Когда Нуама была предоставлена самой себе, оставалась наедине со своими мыслями, приходили ей в голову разные соображения о замужестве, и чувствовала девушка, что придет это замужество внезапно, откуда совсем не ждешь. Придет так же, как падет суд аллаха на рабов его. Так же, как рождаются люди, заболевают вдруг или умирают. Как вздувается Белый Нил, налетают на землю бури, как пальмы приносят плоды свои в срок, как восходит пшеница и льется дождь, как вре-мена года неотвратимо сменяют друг друга. Так и замужество это придет, предначертанное ей аллахом на одной из сокрытых скрижалей задолго до того, как родилась она на свет, еще до того, как протянулся по свету широкий Нил, как сотворил аллах всю эту землю и что на пей. Думая о таких вещах, она не ощущала ни радости, ни страха, ни отчаяния. Она просто чувствовала ту большую ответственность, что ляжет на ее плечи когда-нибудь: неважно, скоро ли это будет или не скоро. Все ее сверстницы в округе, каждая ее подруга, взрослея, рисовала в своих мечтаниях четкий облик прекрасного всадника, что однажды угасающим вечером привяжет коня у ворот, войдет и похитит ее у родных и умчится с ней далеко в чудесные миры, к жизни счастливой и безбедной. А Нуама подобных картин в своем воображении не строила. Подрастала Нуама, и вместе с нею росла в ней полноводная, как река, любовь, которую подарит она когда-нибудь мужчине. Может быть, это будет мужчина уже женатый, с детьми и она станет его второй женой. А может, молодой, красивый, образованный юноша или пускай простой землепашец, как все в деревне, с натруженными и вызывающими сострадание руками и ногами — столько пришлось ему, бедняге, исходить за день борозд, отмахать мотыгой.
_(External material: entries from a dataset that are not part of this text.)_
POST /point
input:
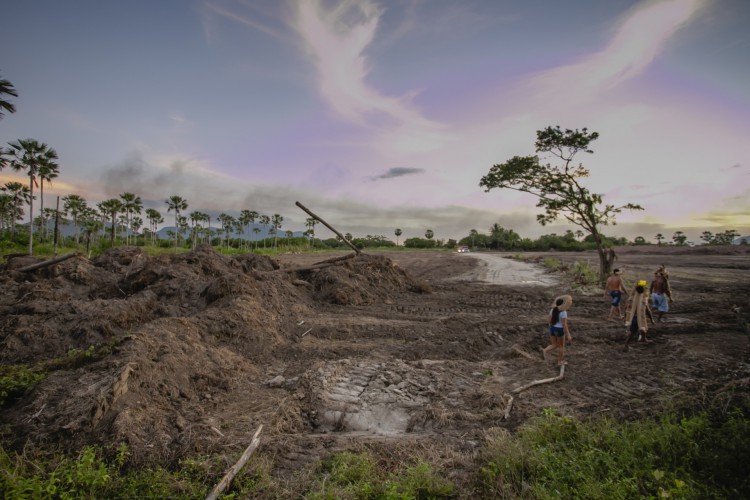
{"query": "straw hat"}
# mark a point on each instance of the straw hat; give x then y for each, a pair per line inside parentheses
(567, 301)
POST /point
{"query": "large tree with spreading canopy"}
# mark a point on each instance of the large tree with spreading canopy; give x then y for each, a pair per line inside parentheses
(558, 188)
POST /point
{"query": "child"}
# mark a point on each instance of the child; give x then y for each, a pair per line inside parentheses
(558, 328)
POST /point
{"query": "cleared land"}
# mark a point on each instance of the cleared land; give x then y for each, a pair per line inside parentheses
(191, 353)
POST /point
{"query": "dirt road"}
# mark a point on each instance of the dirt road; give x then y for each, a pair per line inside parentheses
(192, 352)
(499, 269)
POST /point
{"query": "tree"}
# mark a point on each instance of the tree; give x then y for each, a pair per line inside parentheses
(310, 223)
(276, 221)
(47, 172)
(31, 156)
(111, 207)
(131, 205)
(265, 220)
(19, 195)
(6, 88)
(176, 203)
(679, 238)
(558, 189)
(73, 205)
(154, 219)
(248, 217)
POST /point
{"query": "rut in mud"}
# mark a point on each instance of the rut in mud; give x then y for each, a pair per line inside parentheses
(194, 351)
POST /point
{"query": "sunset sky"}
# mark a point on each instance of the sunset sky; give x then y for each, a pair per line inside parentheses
(379, 115)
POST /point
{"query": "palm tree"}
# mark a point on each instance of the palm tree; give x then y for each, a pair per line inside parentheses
(276, 224)
(74, 205)
(30, 156)
(6, 88)
(111, 207)
(256, 230)
(473, 234)
(154, 219)
(7, 210)
(131, 204)
(247, 217)
(47, 172)
(176, 203)
(310, 223)
(265, 220)
(227, 224)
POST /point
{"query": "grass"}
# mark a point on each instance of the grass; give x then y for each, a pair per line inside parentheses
(551, 456)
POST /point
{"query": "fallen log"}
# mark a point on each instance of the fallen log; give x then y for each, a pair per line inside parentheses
(48, 263)
(529, 385)
(328, 226)
(539, 382)
(227, 479)
(320, 265)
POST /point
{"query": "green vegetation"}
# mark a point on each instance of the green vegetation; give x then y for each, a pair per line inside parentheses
(558, 189)
(15, 380)
(557, 457)
(698, 456)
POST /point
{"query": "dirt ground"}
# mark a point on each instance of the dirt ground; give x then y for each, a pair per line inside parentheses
(191, 353)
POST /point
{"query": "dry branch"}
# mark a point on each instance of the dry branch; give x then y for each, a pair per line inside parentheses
(538, 382)
(224, 483)
(328, 226)
(47, 263)
(531, 384)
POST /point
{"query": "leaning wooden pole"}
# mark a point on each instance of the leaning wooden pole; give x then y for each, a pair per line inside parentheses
(47, 263)
(328, 226)
(224, 483)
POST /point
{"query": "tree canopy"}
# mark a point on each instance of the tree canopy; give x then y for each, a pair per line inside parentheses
(558, 188)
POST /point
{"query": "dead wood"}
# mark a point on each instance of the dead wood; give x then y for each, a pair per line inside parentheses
(227, 479)
(529, 385)
(48, 263)
(328, 226)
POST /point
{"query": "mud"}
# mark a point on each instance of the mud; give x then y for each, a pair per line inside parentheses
(191, 353)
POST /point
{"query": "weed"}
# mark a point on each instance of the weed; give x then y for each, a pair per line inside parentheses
(16, 380)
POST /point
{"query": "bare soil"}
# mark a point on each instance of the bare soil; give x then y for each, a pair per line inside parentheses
(328, 351)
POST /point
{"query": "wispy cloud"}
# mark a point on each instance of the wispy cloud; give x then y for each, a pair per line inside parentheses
(638, 40)
(337, 38)
(397, 172)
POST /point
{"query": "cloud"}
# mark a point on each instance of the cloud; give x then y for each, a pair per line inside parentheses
(397, 172)
(337, 38)
(639, 39)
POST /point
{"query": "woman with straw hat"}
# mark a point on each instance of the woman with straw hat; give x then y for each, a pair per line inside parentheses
(638, 312)
(558, 328)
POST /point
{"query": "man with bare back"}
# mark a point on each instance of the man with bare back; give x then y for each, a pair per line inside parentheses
(614, 289)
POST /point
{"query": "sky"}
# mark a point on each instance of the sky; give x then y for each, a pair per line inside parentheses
(379, 115)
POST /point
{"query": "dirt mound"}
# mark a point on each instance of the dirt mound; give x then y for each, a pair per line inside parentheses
(170, 341)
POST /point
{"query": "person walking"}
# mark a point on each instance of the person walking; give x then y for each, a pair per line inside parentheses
(614, 290)
(638, 312)
(559, 331)
(661, 292)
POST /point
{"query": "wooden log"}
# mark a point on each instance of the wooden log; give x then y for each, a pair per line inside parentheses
(320, 265)
(543, 381)
(48, 263)
(227, 479)
(328, 226)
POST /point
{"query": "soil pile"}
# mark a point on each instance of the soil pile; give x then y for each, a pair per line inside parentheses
(163, 341)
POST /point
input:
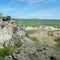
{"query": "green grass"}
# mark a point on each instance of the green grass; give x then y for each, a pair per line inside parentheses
(37, 22)
(57, 44)
(55, 31)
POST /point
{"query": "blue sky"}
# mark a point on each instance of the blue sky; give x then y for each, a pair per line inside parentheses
(42, 9)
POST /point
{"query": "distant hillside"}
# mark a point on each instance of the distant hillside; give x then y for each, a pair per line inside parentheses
(37, 22)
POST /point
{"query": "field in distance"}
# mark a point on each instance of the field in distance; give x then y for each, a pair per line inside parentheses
(37, 22)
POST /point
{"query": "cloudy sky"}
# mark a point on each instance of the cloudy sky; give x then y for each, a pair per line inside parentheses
(43, 9)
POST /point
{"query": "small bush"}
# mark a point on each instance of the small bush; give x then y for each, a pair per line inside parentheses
(8, 50)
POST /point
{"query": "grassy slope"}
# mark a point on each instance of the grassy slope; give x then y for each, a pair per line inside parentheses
(36, 22)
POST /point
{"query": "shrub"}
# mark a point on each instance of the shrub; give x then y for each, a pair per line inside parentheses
(8, 50)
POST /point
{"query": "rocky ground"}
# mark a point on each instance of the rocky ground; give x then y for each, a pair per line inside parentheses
(32, 50)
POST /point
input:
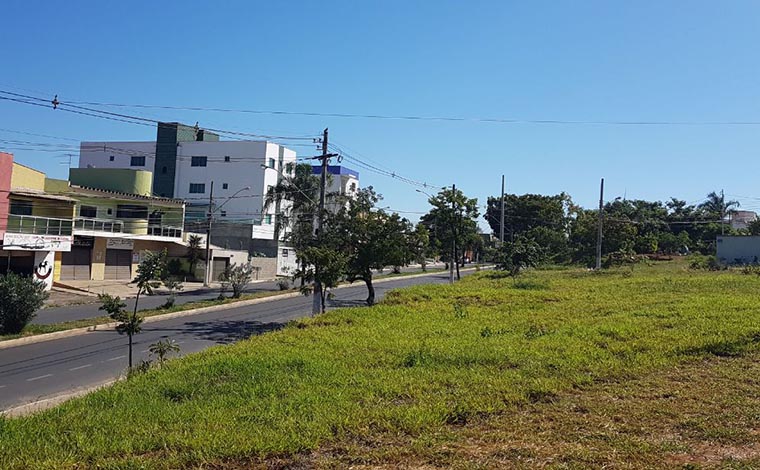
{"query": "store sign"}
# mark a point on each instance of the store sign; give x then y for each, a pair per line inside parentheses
(120, 244)
(86, 242)
(29, 242)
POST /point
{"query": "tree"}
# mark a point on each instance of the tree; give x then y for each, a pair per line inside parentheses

А пускай это будет хоть Зейн!.. Когда мысль о Зейне приходила Нуаме в голову, какое-то теплое чувство прокрадывалось в сердце: так, наверное, мать может относиться к своим детям. И еще одно чувство смешивалось с этим: сострадание. Зейн был в ее воображении сиротой, безродным мальчишкой, постоянно нуждающимся в заботе.

Во всяком случае, он сын ее дяди. И вовсе ничего странного в этом сострадании нет!

Мать Зейна понятия не имела, где ее сын ночи проводит. Он был как беспокойный дух, которому не сидится на месте. Справляют свадьбу — Зейн тут как тут, в кругу тальхийцев под деревьями или у кузов-кочевников, то на юге, то на севере. Ни холод его не удержит, ни ураган, неожиданно налетающий ночью, ни Нил, выходящий в половодье из берегов. Слух его с удивительной чуткостью улавливает женские вопли да крики за несколько миль в округе. Кинет он одежду на плечо — и пошел, так и тянет его на эти звуки. Блеснет неожиданно из-за песчаных холмов ослепительный свет — это машина из Омдурмана по шоссе движется. Видят люди из кабины: фигура какая-то тощая песок меряет, спешит, тело чуть-чуть вперед наклонив, глаза в землю уставив. Спешит на восток, торопится. Приглядятся пассажиры — ну да, Зейн. Стало быть, в той стороне свадьбу справляют. Или крикнут ему что-нибудь, проезжая мимо, или притормозят, задирать начнут. А то шагает он, а за ним делая процессия машин. Женские вопли все ближе, отчетливее. Вот уже Зейн женщин по голосам различать может, какая из них что кричит. Тут и огни все ярче, и тени собравшихся то длиннее, то короче становятся — словно шайтаны в долине духов пляшут. Вот уже облако пыли от ног танцующих вырастает, схваченное полосками света. И вдруг ночь пронзает знакомый каждому клич: «Эй, свадьба, держись! Ну-ка, плясуны! Зен к вам пришел!» Прыгнет Зейн, падет словно рок неумолимый — и вот уже место в кругу танцоров занял, все кругом бурлит — это он, Зейн, свежую силу в людей вдохнул. По всей округе теперь крики их слышны, все его подбадривают: «Веселей! Веселей! На десятерых хватит!» Стихнут в кругу женщин веселые голоса, погаснут огни, потянутся люди по домам незадолго перед рассветом — приклонит Зен голову на камень, на корень дерева и уснет моментально сном легким, как у птички. А как только призовет муэдзин к утренней молитве, вскочит и домой отправится, разбудит мать, чтобы приготовила ему чай.